MCPSERV.CLUB
Ginga1402

MCP Demo With LangChain and Ollama

MCP Server

Demo server integrating MCP, LangChain, and Ollama for LLM tool access

Stale(50)
2stars
1views
Updated Jun 19, 2025

About

A lightweight demo server that exposes Math and Weather services via the Model Context Protocol, enabling LangChain-powered LLMs to call external tools through Ollama's model interface. It showcases how MCP translates tool calls into LLM-friendly messages.

Capabilities

Resources
Access data sources
Tools
Execute functions
Prompts
Pre-built templates
Sampling
AI model interactions

MCP Server Workflow

The Model Context Protocol (MCP) Demo With Langchain MCP Adapters Ollama server demonstrates how an MCP‑enabled service can bridge the gap between a language model and external data or tools. In practice, an AI assistant that merely generates text is limited; it cannot query a database, call an API, or execute code. This MCP demo solves that limitation by exposing a set of tool endpoints—such as simple math operations or weather data—that the model can invoke through a standardized, language‑agnostic protocol. Developers benefit from this abstraction because they no longer need to write bespoke integration code for each external resource; instead, the MCP server translates the model’s intent into concrete API calls and returns structured results.

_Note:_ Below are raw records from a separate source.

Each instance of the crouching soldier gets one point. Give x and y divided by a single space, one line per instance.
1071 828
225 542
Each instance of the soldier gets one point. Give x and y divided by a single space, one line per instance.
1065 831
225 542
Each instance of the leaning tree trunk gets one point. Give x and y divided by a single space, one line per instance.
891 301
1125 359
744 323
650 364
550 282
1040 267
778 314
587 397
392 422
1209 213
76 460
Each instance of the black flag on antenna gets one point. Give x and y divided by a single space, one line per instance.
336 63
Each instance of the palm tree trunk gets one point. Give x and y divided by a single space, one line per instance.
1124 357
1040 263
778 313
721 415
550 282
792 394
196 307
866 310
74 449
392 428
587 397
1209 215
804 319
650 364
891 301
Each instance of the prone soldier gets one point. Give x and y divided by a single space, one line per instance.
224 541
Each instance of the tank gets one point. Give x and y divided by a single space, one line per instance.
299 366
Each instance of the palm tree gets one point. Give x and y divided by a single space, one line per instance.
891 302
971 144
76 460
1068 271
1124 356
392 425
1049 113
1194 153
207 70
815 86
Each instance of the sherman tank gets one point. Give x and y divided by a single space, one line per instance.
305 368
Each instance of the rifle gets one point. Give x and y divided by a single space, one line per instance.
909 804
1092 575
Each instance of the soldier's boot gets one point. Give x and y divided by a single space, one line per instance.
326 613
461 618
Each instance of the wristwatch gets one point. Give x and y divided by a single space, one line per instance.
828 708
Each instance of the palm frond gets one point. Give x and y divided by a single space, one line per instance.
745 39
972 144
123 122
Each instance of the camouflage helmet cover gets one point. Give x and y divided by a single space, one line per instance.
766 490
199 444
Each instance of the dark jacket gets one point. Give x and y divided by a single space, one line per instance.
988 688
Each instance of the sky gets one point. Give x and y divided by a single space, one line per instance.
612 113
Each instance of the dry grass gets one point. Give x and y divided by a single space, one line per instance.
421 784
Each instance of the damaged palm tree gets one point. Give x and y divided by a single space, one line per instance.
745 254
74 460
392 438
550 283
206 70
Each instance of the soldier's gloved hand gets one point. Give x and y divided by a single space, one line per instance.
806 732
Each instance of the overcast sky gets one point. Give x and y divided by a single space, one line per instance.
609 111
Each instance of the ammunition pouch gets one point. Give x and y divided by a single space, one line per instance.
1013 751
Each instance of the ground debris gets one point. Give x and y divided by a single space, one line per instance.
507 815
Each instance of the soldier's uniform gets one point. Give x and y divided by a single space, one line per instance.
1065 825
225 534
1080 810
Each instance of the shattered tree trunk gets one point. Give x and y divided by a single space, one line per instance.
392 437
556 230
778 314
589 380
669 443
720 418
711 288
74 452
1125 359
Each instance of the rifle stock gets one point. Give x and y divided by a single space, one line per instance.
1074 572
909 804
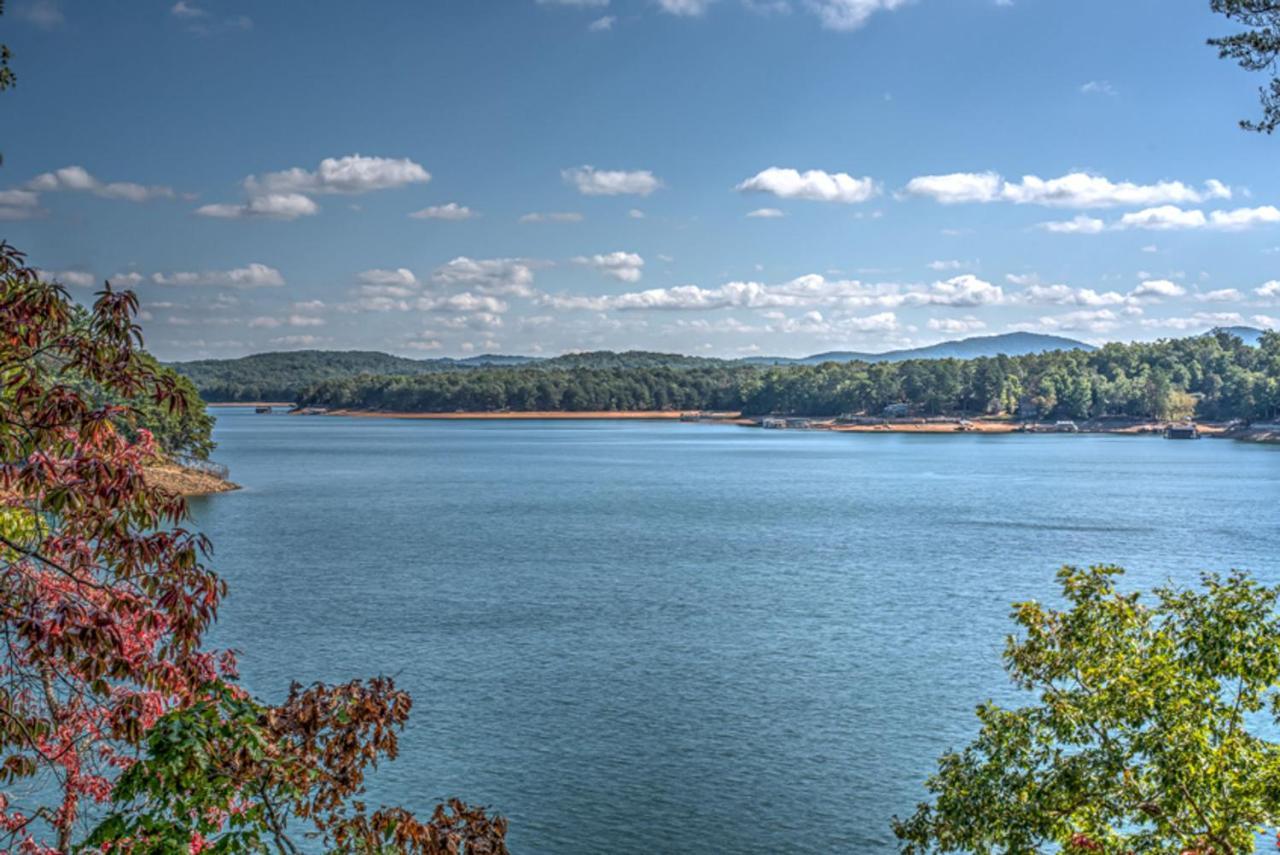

At its core, the demo server is built with Python, leveraging the LangChain framework to orchestrate interactions between the model and the MCP infrastructure. The server itself is a lightweight implementation of the MCP specification, exposing tools that perform arithmetic and simulate weather queries. When an LLM receives a user prompt that requires external data, the MCP client in the chat application identifies the need for a tool, queries the server’s capability list, and forwards the request. The server then performs the operation (e.g., adding two numbers or fetching a weather snapshot) and streams the result back to the model, which incorporates it into its final response. This flow is fully compliant with the MCP protocol, ensuring secure, structured communication and enabling future extensions without breaking existing integrations.

Key capabilities of this demo include:

  • Standardized Tool Exposure – The server declares its available tools via a well‑defined schema, allowing any MCP‑compliant client to discover and invoke them without custom adapters.
  • LangChain Compatibility – By using the library, developers can plug the MCP server directly into LangChain pipelines or LangGraph workflows, simplifying agent construction and state management.
  • Extensibility – New tools can be added by implementing additional endpoints; the MCP protocol guarantees backward compatibility, so existing clients continue to function seamlessly.
  • Scalable Architecture – The separation of concerns (client, server, service) means the server can be deployed behind load balancers or within container orchestration platforms, supporting high‑throughput workloads.

Real‑world scenarios that benefit from this setup include: building a customer support chatbot that can query ticket databases, creating an educational tutor that performs live calculations or fetches up‑to‑date weather forecasts, and developing internal tooling assistants that retrieve system metrics or trigger CI/CD pipelines. In each case, the MCP server abstracts away API heterogeneity and authentication concerns, letting developers focus on crafting intelligent conversational flows rather than plumbing the model to external services.